Overnight the garden changes, my formal oriental garden is invaded, and black bamboo shoots two new stems thicker and taller than before its move from Marrickville (three and a half years ago), and fungi and invaded the barkchips.

one day pumpkin
a day’s invasion

A garden performs/offers many different functions/values/pleasure one being attention, A gardener is attentive as good and bad things happen daily. Gardens are usually more dynamic environments than the bush because they are artificial, they usually have plant that are not native or not naturalised – more can go wrong more quickly, and because of the variety most gardeners favour, more is happening. And because a garden is owned, usually that means that any activity by local fauna, even in natural (never touched) parts of the garden attracts interest.

So gardens offer a vibrant and magnified view of the world useful for learning and pleasure. Such attention is tender and not the type capitalism requires from disciplined workers for efficient production, where laziness and inattention are condemned as morally weak. (See Jonathan Crary, Suspensions of perception, 1999).

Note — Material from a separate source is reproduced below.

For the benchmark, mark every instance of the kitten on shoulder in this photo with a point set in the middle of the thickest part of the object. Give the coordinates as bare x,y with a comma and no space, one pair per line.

Attention is the first step to appreciating, even if not understanding, the environment. Wonder is next. Such attention as this ropes in awareness: “Awareness means the consciousness which is not linked to language (the machine for thinking), but to Presence.” Jerzy Grotowski.

one day fungi
overnight fungi

A garden is ephemeral but not in the sense  that modernity exhibits and demands as Baudelaire realised writing in 1863: “By ‘modernity’ I mean the ephemeral, the fugitive, the contingent, the half of art whose other half is the eternal and the immutable.”[i]

Fifty years later early cinema in France captured the contingent cycles of people and events as a paradox of temporal and eternal beauty.[ii] While in Italy aggressive young men proclaimed a new movement ‘Futurism’, and declared in their Manifesto new ideals of beauty as speed and energy:

  • We will glorify war—the world’s only hygiene . . .
  • We will destroy the museums, libraries, academies of every kind . . . .  [iii]
    And no doubt gardens could be piled up among the books and furniture of past cultures they wished to burn, in a Red Guard frenzy of revolutionary zeal.

Gardens do zeal and they can be revolutionary but destruction is nearly always outweighed by production.

 



[i] Baudelaire, Charles (1863) ‘The Painter of Modern Life’ in The Painter of Modern Life and Other Essays, transl. and ed. Jonathan Mayne, London: Phaidon, 1964, p13.

[ii] See for example, Louis Delluc, “Beauty in the Cinema” (1917), in Abel, Richard (1988), French Film Theory and Criticism, Vol. 1, 1907–1929 (Princeton, NJ: Princeton University Press, p137.

[iii] Filippo Tommaso Marinetti, (1909) ‘The Futurist Manifesto’, Le Figaro, 20 February.